MR BERRY (continuing):

This brings me to the point that this matter could have been handled a lot better. It was hardly a secret that John Howard was a conservative on this issue, so to drag him out in the open and give him a flogging on the matter is not going to make him any more progressive. That is what you tried to do and it has not worked. On the face of it, it looks as though a heroin trial is a thing of the past and that now we have to address the issue of making heroin available by prescription to people on programs and deal with the management of that under academic studies to ensure that we get good results for the community. The days of the public campaigns against the Prime Minister and others on the issue are past. I think the Chief Minister and Mr Moore should reap as they sow. If you attack people like Howard and leave them with no alternative but to attack back, you end up with no advance at all in relation to the matter. It is not going to be easy to advance this, no matter what the flavour of the government is, but I am confident that under Labor a more sympathetic approach will be taken to dealing with the issue. I hope that they do well in the next election and we do not have to worry about John Howard's view on drugs ever again.

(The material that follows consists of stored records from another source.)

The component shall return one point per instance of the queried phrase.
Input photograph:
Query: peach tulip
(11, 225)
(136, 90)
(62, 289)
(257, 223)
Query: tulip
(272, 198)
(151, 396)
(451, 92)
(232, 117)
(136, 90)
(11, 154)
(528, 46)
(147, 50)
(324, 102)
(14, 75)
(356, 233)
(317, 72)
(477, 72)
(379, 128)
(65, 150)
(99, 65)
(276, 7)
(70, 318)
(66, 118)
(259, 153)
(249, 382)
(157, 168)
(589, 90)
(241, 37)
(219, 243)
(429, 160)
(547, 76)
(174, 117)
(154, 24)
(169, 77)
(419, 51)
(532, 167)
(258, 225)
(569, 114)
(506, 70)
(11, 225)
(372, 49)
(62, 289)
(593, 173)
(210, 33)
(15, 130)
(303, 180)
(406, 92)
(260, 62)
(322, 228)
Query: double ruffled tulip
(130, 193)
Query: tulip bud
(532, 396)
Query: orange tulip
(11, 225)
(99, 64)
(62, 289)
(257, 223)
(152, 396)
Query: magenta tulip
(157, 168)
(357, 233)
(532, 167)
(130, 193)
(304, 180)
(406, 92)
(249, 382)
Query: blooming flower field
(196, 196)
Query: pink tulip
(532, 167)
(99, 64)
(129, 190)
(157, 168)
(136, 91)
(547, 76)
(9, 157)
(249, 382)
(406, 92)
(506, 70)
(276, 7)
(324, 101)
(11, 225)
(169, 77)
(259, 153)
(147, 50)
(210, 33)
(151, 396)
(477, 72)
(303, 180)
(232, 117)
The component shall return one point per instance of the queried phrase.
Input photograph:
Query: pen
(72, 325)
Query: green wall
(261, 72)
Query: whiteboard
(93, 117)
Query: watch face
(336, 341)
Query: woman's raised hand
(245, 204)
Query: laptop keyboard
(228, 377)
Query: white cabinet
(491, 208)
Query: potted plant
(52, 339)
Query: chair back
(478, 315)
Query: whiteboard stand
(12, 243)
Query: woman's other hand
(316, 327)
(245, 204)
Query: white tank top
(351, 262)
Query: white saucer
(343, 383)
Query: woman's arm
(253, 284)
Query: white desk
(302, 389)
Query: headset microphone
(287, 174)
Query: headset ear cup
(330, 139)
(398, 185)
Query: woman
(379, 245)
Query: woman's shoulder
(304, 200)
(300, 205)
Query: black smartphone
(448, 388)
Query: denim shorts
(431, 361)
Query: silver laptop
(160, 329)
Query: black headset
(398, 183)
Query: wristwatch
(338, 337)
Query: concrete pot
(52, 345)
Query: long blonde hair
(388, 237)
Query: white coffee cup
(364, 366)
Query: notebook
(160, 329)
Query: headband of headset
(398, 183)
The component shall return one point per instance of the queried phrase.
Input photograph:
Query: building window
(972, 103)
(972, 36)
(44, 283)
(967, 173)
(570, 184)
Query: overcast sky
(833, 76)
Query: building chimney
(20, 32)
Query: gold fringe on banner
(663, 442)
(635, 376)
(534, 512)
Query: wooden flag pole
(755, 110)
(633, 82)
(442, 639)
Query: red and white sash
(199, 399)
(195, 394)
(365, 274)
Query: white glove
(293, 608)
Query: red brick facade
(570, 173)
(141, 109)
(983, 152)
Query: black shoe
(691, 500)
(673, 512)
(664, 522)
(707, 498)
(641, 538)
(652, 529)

In relation to funding for the ACT, I think what you have attempted to do here today is nothing short of a cheap confidence trick. To say that we never received any funding but Dr Wooldridge has promised that we might if he gets elected after the next election and the process by which we will get that funding is the amalgamation of smaller programs into one so that we can deal with our major problem all smacks of a big trick to me. It does not work. What happened to the smaller programs that were so important? Are we just going to ditch them?

Ms Carnell: There were not any. There were no applications.

MR BERRY: Yes, there were. Are you going to ditch these smaller programs and roll them into one bigger one in the lead-up to the election, in the hope that you are going to convince people that you are doing something in relation to the matter and that they ought to feel warm and comfortable on the basis of a promise from Dr Wooldridge that something might be done if he gets elected and is the Health Minister? If you could sell used cars on that basis, you would be a billionaire. This is a motor car with a bad big end knock. This is not a promise that anybody out there in the community will cop.

Mr Moore has a record of prancing the world stage in relation to progressive views on drugs, but he has now got himself into an awfully deep hole where nothing has happened in the ACT as a result of all of his posturing. Yes, there has been a debate. Our drug problem is worse. Our health system is not coping with it, and the Federal Government is not giving us the sort of funding we need to deal with our particular drug problem.

I think there is an issue here that ought to be of great concern to the community. All of this self-aggrandisement over the heroin issue in the ACT has regrettably led us nowhere, and that is the great shame of it. But a message has been sent out to young people in the community in particular that heroin is not really as bad as you think. I suspect that all of this public posturing and the messages being sent with it have probably contributed to the increase in our drug problem. I am not going to be one who advocates an immediate return to the bad old days and get out there with a big stick trying to force the issue, standing up and screaming, "Say no to drugs", but we have to recognise that we have been going backwards, not forwards, despite all of the rhetoric.